Friday, March 15, 2013

The Old Order Passes, Francis I continued

Cardinal Brogoglio washing the
feet of young men and women
on Holy Thursday
Well the Pope is around for 48 hours and the honeymoon is over. The Left is insistent that his behavior during the Argentine “Dirty War” (from 1976-83) be investigated, especially the allegations that he hung two fellow Jesuits out to dry.  Fathers Francisco Jalics and Orlando Yorio had been kidnapped and tortured by the Argentine military in 1976 because of their work among the poor in the slums of Bajo Flores.  A week prior to their disappearance Brogoglio, as their religious superior, ordered them to leave the district.  The priests refused and Brogoglio suspended their priestly duties.  They were kidnapped, held in a military prison where they were tortured, and found released but drugged and naked five months later.  Brogoglio claimed that the order for them to leave Bajo Flores was to remove them from danger and they refused.  Jalics and Yorio later claimed that suspending them from priestly ministry removed the protection of the Church and gave the military junta the impetus to arrest them.  Jalics and Brogoglio since reconciled.  Yorio died in 2000.

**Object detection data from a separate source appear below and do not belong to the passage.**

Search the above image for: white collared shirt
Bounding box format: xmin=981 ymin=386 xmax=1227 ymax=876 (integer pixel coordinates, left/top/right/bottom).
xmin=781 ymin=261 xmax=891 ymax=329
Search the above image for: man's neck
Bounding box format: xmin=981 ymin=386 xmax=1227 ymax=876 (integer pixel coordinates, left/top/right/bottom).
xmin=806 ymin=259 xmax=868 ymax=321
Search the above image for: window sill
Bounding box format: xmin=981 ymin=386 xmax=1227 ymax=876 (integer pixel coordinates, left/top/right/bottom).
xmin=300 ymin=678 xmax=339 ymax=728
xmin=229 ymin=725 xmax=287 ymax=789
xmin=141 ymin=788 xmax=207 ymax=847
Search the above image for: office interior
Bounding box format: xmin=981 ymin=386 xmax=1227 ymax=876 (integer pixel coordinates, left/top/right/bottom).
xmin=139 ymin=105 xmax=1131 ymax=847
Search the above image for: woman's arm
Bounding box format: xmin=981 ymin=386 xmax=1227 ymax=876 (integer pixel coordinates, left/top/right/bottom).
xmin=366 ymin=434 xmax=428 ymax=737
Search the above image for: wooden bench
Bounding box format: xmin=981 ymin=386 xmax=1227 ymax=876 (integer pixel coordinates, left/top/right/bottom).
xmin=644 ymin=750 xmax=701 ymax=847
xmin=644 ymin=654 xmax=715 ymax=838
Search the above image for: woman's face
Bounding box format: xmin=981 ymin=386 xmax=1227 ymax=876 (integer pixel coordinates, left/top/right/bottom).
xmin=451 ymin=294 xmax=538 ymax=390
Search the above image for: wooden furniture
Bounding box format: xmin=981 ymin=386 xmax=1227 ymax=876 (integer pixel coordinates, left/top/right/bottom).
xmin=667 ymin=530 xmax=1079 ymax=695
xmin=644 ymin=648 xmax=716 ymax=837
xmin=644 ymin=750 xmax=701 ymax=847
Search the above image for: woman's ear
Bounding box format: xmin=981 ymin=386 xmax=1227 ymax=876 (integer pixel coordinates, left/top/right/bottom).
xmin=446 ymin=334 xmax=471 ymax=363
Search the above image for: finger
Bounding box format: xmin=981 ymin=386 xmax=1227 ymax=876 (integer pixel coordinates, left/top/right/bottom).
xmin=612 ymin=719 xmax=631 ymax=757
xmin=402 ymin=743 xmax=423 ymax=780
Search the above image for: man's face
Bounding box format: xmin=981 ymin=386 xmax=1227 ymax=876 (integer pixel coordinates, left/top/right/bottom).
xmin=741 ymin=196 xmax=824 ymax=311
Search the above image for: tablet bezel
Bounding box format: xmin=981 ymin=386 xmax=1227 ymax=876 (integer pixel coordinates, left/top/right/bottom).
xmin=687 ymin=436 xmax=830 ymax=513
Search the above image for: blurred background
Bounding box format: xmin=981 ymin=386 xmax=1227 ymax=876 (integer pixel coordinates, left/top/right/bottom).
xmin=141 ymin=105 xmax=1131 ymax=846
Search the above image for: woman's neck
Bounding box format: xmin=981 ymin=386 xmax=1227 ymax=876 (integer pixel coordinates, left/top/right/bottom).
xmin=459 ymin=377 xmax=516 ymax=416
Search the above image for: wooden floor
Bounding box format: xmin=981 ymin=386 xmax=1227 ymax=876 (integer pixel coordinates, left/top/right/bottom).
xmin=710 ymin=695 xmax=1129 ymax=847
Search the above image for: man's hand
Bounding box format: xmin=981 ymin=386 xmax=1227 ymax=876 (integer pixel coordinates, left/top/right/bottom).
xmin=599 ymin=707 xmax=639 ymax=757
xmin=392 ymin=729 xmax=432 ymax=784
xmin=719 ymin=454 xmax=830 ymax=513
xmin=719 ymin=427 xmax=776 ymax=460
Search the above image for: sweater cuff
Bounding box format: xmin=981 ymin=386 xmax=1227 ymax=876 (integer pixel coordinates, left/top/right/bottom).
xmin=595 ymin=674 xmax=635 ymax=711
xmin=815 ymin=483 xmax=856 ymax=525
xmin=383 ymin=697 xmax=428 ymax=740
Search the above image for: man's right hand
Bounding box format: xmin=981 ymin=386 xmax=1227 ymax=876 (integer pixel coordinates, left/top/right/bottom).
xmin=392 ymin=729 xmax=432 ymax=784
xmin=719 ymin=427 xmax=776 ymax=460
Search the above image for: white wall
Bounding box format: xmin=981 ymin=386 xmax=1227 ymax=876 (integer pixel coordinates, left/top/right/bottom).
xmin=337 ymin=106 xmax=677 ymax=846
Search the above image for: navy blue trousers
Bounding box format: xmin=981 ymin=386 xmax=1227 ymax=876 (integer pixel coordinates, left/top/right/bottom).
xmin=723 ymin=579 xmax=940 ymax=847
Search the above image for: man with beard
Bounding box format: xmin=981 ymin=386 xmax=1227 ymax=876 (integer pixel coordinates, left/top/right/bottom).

The New York Times alleged today that Brogoglio was elected because he was not as threatening to the Curia as Italian Front Runner, Angelo Scola, Archbishop of Milan.  In other words, the choice of Brogoglio was a choice against the much needed reform of the Roman Curia.  This charge is probably not totally fair but as an outsider Brogoglio will not be as wise to the wily ways of the Curia party and have more difficulty in dislodging the powerful control blocs in which several curial Cardinals have entrenched themselves.  Only time will tell.

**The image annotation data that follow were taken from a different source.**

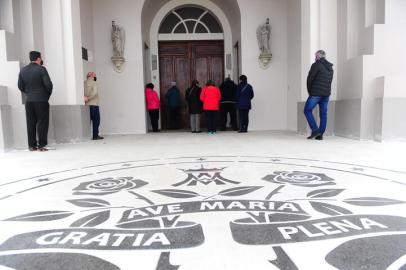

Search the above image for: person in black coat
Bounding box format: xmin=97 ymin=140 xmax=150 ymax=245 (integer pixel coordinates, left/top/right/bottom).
xmin=18 ymin=51 xmax=53 ymax=151
xmin=185 ymin=80 xmax=203 ymax=133
xmin=165 ymin=82 xmax=181 ymax=129
xmin=220 ymin=78 xmax=238 ymax=130
xmin=236 ymin=75 xmax=254 ymax=133
xmin=304 ymin=50 xmax=334 ymax=140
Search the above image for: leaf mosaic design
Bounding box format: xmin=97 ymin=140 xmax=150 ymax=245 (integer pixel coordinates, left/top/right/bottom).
xmin=344 ymin=197 xmax=405 ymax=206
xmin=68 ymin=198 xmax=110 ymax=207
xmin=152 ymin=189 xmax=200 ymax=199
xmin=218 ymin=186 xmax=263 ymax=197
xmin=310 ymin=202 xmax=352 ymax=216
xmin=70 ymin=210 xmax=110 ymax=228
xmin=6 ymin=211 xmax=73 ymax=221
xmin=307 ymin=189 xmax=344 ymax=198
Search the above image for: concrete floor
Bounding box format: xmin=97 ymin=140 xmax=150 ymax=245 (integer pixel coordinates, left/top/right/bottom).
xmin=0 ymin=132 xmax=406 ymax=270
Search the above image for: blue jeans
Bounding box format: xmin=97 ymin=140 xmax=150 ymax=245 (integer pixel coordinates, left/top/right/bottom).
xmin=89 ymin=105 xmax=100 ymax=138
xmin=304 ymin=96 xmax=330 ymax=134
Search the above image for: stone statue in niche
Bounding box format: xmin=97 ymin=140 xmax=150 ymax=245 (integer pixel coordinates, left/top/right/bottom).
xmin=111 ymin=21 xmax=125 ymax=73
xmin=257 ymin=18 xmax=272 ymax=69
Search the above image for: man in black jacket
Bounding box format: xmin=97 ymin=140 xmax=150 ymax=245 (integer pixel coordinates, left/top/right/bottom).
xmin=220 ymin=77 xmax=238 ymax=130
xmin=18 ymin=51 xmax=53 ymax=151
xmin=304 ymin=50 xmax=334 ymax=140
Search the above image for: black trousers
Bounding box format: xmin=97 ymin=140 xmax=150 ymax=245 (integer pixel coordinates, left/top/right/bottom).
xmin=238 ymin=109 xmax=250 ymax=132
xmin=168 ymin=107 xmax=180 ymax=129
xmin=220 ymin=103 xmax=238 ymax=130
xmin=204 ymin=108 xmax=218 ymax=132
xmin=25 ymin=102 xmax=49 ymax=147
xmin=148 ymin=109 xmax=159 ymax=132
xmin=89 ymin=105 xmax=100 ymax=138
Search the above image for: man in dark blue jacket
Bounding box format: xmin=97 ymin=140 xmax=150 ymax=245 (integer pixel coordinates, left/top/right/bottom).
xmin=165 ymin=82 xmax=181 ymax=129
xmin=304 ymin=50 xmax=334 ymax=140
xmin=236 ymin=75 xmax=254 ymax=133
xmin=18 ymin=51 xmax=53 ymax=151
xmin=220 ymin=77 xmax=237 ymax=130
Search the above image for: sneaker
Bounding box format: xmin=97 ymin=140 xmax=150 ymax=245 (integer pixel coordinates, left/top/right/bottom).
xmin=315 ymin=134 xmax=323 ymax=141
xmin=307 ymin=131 xmax=322 ymax=140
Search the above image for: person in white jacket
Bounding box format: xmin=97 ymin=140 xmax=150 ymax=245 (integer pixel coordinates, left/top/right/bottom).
xmin=85 ymin=72 xmax=103 ymax=140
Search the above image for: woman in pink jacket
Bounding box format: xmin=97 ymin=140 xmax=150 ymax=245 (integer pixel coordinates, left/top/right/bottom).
xmin=145 ymin=83 xmax=161 ymax=132
xmin=200 ymin=80 xmax=221 ymax=135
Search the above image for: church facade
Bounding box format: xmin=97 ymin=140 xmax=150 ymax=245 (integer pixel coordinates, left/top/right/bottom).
xmin=0 ymin=0 xmax=406 ymax=150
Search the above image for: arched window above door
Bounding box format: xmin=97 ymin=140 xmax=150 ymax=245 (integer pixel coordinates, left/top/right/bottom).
xmin=159 ymin=7 xmax=223 ymax=34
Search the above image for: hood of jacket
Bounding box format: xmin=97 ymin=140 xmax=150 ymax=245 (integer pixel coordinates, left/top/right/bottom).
xmin=319 ymin=58 xmax=333 ymax=71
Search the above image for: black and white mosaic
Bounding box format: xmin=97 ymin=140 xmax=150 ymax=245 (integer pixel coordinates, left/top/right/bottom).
xmin=0 ymin=156 xmax=406 ymax=270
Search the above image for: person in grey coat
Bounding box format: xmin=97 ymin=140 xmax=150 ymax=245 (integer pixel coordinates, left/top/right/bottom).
xmin=185 ymin=80 xmax=203 ymax=133
xmin=18 ymin=51 xmax=53 ymax=151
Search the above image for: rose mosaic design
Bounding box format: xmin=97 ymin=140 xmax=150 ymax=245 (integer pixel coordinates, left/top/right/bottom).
xmin=263 ymin=171 xmax=336 ymax=188
xmin=0 ymin=158 xmax=406 ymax=270
xmin=74 ymin=177 xmax=148 ymax=196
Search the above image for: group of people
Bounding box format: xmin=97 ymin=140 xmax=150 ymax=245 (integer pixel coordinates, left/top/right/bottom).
xmin=145 ymin=75 xmax=254 ymax=135
xmin=18 ymin=50 xmax=334 ymax=152
xmin=18 ymin=51 xmax=103 ymax=152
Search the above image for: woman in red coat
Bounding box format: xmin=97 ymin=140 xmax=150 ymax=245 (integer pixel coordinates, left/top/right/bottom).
xmin=145 ymin=83 xmax=161 ymax=132
xmin=200 ymin=80 xmax=221 ymax=134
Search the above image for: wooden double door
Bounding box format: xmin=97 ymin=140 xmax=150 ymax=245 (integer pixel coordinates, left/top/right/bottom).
xmin=159 ymin=40 xmax=224 ymax=129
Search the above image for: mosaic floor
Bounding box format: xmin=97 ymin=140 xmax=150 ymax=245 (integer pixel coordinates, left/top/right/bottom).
xmin=0 ymin=133 xmax=406 ymax=270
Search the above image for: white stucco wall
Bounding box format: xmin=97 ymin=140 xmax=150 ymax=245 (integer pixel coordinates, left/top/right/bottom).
xmin=80 ymin=0 xmax=96 ymax=77
xmin=93 ymin=0 xmax=146 ymax=134
xmin=238 ymin=0 xmax=288 ymax=130
xmin=286 ymin=0 xmax=302 ymax=131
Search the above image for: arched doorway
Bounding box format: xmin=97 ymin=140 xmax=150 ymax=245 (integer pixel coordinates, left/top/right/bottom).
xmin=142 ymin=0 xmax=241 ymax=132
xmin=158 ymin=6 xmax=224 ymax=129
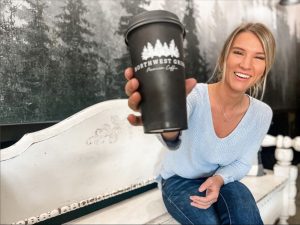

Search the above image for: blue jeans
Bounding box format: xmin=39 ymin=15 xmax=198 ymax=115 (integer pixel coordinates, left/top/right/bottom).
xmin=162 ymin=176 xmax=263 ymax=225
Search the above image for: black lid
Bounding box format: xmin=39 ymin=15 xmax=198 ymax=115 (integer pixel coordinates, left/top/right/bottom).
xmin=125 ymin=10 xmax=185 ymax=45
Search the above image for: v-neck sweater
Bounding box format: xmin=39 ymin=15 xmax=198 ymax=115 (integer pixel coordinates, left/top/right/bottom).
xmin=159 ymin=83 xmax=272 ymax=184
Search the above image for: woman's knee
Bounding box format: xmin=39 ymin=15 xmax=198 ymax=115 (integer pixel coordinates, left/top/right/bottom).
xmin=217 ymin=181 xmax=262 ymax=224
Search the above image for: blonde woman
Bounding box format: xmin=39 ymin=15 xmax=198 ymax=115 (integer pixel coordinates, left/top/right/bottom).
xmin=125 ymin=23 xmax=275 ymax=224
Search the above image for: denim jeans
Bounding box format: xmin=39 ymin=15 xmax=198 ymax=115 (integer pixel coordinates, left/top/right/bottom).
xmin=162 ymin=176 xmax=263 ymax=225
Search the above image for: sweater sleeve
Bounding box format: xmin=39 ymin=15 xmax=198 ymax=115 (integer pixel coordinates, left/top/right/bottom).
xmin=215 ymin=103 xmax=272 ymax=184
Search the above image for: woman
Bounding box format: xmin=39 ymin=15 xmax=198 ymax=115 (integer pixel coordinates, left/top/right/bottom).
xmin=125 ymin=23 xmax=275 ymax=224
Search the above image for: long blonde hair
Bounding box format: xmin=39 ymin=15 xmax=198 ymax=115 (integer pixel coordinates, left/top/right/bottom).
xmin=213 ymin=23 xmax=276 ymax=99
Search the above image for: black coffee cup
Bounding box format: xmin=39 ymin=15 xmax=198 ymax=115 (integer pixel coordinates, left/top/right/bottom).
xmin=125 ymin=10 xmax=187 ymax=133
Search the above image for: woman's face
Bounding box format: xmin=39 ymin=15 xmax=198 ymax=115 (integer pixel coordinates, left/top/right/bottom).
xmin=225 ymin=32 xmax=266 ymax=93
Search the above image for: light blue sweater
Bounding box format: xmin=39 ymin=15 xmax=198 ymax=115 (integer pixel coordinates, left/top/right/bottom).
xmin=159 ymin=83 xmax=272 ymax=184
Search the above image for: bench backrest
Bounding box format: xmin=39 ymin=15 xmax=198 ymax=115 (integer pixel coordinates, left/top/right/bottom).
xmin=0 ymin=99 xmax=162 ymax=224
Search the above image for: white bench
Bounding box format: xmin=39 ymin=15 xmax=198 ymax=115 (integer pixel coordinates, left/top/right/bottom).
xmin=0 ymin=99 xmax=300 ymax=224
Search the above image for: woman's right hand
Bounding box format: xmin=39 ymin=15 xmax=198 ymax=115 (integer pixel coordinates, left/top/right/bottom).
xmin=124 ymin=67 xmax=197 ymax=140
xmin=124 ymin=67 xmax=143 ymax=126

Well, the discomfort of the left is exceeded by discomfort on the right.  Francis I has made it clear the Benedict’s liturgical “Reform of the Reform” is over.  As Archbishop of Buenos Aires Brogoglio had actively—and successfully—worked to thwart Benedict’s edict Summorum Pontificum granting priests the “right” to celebrate the unreformed Roman Liturgy of the 1962 Missal.  There allegedly was not a single “Tridentine Rite” Liturgy offered on a regular basis in the Buneos Aires Archdiocese.  Conservatives noticed immediately his refusal to wear the velvet mozetta and lace rochet prepared for his first appearance and were very upset that when he offered Mass for the Cardinals in the Sistine Chapel following his election, he had a temporary altar facing the congregation set in place.  Pope Benedict, an advocate of the priest celebrating with his back to the people, had used the traditional altar in the chapel that faces Michelangelo’s great fresco of the Last Judgment.  Moreover, pictures are now surfacing of then Cardinal Brogoglio washing the feet of women during the traditional Holy Thursday rite despite Vatican instructions that only men were to be seated among those representing the apostles. 

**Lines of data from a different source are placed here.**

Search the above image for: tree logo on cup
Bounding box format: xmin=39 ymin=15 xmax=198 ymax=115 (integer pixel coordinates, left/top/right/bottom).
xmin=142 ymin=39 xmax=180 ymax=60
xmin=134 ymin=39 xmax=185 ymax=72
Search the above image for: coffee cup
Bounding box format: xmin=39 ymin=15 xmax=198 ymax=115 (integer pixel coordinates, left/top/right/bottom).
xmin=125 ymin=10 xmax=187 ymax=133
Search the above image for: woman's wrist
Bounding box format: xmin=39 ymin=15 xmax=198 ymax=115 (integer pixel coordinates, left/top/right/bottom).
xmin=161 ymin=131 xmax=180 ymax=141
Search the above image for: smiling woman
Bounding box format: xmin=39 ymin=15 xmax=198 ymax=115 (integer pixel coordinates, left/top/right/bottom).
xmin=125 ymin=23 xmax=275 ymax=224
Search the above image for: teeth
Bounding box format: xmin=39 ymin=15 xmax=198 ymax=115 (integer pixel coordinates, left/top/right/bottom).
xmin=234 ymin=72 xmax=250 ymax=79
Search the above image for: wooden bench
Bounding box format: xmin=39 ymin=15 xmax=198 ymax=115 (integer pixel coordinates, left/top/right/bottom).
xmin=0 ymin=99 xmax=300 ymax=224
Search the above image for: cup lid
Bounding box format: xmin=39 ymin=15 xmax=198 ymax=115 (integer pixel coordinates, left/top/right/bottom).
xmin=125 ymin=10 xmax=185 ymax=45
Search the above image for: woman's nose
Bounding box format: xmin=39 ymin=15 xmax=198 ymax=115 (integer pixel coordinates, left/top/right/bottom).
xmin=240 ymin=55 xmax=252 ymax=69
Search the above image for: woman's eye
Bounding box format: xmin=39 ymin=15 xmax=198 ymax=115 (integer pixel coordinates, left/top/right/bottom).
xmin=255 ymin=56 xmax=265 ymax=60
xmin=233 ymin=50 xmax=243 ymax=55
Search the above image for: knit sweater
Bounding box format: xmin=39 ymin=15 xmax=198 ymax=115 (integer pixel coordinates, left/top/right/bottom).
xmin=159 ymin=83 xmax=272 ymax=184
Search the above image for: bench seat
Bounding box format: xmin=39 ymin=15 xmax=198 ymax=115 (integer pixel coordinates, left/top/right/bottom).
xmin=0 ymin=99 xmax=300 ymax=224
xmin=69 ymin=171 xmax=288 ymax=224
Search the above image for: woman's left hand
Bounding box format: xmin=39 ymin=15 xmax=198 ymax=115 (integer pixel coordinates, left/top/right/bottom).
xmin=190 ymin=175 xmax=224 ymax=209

Jesuits are notorious for their sloppy liturgy (despite their staffing some of the finest liturgical centers in the United States such as Holy Trinity Church, Georgetown).  “A successful Jesuit Liturgy—no one was hospitalized” and “as confused as a Jesuit in Holy Week” are frequent snide remarks by the Catholic effete.  Not unmerited.  I think that Pope Francis is going to show us that there are more essential things to our mission than keeping women from the altar or wearing court dress.  As to the complaints of the left, we regret that Jesus isn’t available to serve in this office personally, but we must settle on a mortal with some mistakes in his past.  Personally I think we need as a Church to move on beyond the whines of the modern day Cathari.  Phariseeism and hypocrisy is not the sole province of the religious right—liberals too forget that we are not about moral perfection but about the forgiveness of sins.